Clinicians also can send secure messages directly to clinicians at other organizations, which is especially useful for those receiving referrals who want to have a deeper dialogue. The functionality enables provides to search data received from other organizations and examine discrete data as well as free text, such as in notes and documents. What’s more, patients can use Epic’s self-assessment triage and then self-schedule a tele-visit with their organization, or with another Epic organization if their own is not available.

According to Epic, additional functionalities that are in the pipeline include allowing providers to perform duplicate checks. For instance, a clinician will receive an alert that the order just placed, such as for imaging or for a lab test, has recently been completed at another organization and may not be needed. Also, patients with a referral from one Epic organization will be able to see appointment options from the other Epic organization and schedule directly.

“Ten years ago, MemorialCare was the first organization in the world to exchange a patient record via Care Everywhere. Of significance, the exchange capability was inherent with the Epic system. No incremental effort was required, and the results were available to clinicians in their native workflows, something that we had not been able to achieve in working with health information exchanges (HIEs). Now we are taking a big step forward in interoperability by being part of a single virtual system with the rest of the Epic community,” Scott Joslyn, CIO at MemorialCare Health System, said in a statement.

Deploying Epic across our organization has not only enabled us to become deeply integrated within our own organization, but by leveraging Care Everywhere we have been able to share patient information across other organizations caring for that patient. Now, with One Virtual System Worldwide, we are excited to be able to join a connected community that we think can dramatically improve our efficiency and the quality of care we deliver to our patients,” Darren Dworkin, CIO at Cedars-Sinai Health System, said in a prepared statement.

Epic was named a Most Interesting Vendor by Healthcare Informatics earlier this year, and in an in-depth profile of the company, Faulkner and COO Carl Dvorak exclusively conversed with Healthcare Informatics’ Editor-in-Chief Mark Hagland about how Epic has been able to build its market dominance over the years.

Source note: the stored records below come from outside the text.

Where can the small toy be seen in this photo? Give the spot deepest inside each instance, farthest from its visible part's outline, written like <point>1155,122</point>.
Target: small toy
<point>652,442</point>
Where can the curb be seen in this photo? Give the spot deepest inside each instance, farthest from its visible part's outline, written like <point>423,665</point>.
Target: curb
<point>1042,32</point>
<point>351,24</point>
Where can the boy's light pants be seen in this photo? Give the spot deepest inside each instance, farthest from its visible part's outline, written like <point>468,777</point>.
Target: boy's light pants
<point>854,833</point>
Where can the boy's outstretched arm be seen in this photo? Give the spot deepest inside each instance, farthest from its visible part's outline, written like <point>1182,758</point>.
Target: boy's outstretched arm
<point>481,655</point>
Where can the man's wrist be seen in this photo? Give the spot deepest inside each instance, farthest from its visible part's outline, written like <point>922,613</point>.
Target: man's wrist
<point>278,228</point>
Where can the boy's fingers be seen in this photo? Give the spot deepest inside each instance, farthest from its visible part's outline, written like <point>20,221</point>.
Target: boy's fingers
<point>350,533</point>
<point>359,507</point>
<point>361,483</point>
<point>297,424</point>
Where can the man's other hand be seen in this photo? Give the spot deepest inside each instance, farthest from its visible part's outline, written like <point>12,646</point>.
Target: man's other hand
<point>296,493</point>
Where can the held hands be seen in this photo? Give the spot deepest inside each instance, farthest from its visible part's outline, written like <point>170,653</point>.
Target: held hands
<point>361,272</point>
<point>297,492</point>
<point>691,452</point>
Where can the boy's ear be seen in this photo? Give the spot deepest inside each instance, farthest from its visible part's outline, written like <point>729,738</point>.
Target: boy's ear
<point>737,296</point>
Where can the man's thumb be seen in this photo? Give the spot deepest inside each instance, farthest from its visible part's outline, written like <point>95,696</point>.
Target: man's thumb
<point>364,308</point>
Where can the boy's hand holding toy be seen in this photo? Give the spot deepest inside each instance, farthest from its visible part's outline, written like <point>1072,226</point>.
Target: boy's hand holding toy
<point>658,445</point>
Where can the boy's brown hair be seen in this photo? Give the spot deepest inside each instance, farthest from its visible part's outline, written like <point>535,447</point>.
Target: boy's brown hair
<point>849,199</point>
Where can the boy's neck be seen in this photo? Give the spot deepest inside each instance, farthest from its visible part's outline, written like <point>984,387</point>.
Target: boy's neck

To this point, with revenues of $2.5 billion in 2016, the privately owned company ranked sixth on this year’s Healthcare Informatics 100 list of the top healthcare IT vendors in the U.S., the third EHR/clinical information systems vendor on the list.

In his profile of Epic published last May, Hagland wrote that during his interviews with company executives last spring at Epic’s Verona headquarters, Faulkner and Dvorak expressed satisfaction with where Epic is right now in the marketplace, and challenged some of the contentions of critics. “Certainly, both believe that their company’s ongoing financial success silences all criticism. The company is expanding so rapidly, in fact, that Faulkner says it’s hard to give a precise number of customer organizations, both because it is winning contracts at such a fast pace, but also because many of Epic’s customers are merging with and acquiring each other. So, Faulkner says, ‘about 400’ is probably the most accurate number one can turn to.

Hagland further quotes Faulkner: “Sometimes you have two customers that merge, and other times, you have a customer that breaks apart, so it really is hard to estimate,” she says.

In terms of hospital-based organizations and physician practices active in its “Connect” EHR-share program, “We have 160 hospitals and 32,500 physicians, all connecting, via Connect,” she notes, Hagland wrote.

“Meanwhile, 84 percent of our customers extend out” their contracts to provide EHR functionality to affiliated practices and organizations. What’s more, Epic allows patient care organizations to extend out to federally qualified health centers (FQHCs), free of charge, within certain limits. So a lot of patient care organizations are getting connected, Hagland noted in his article.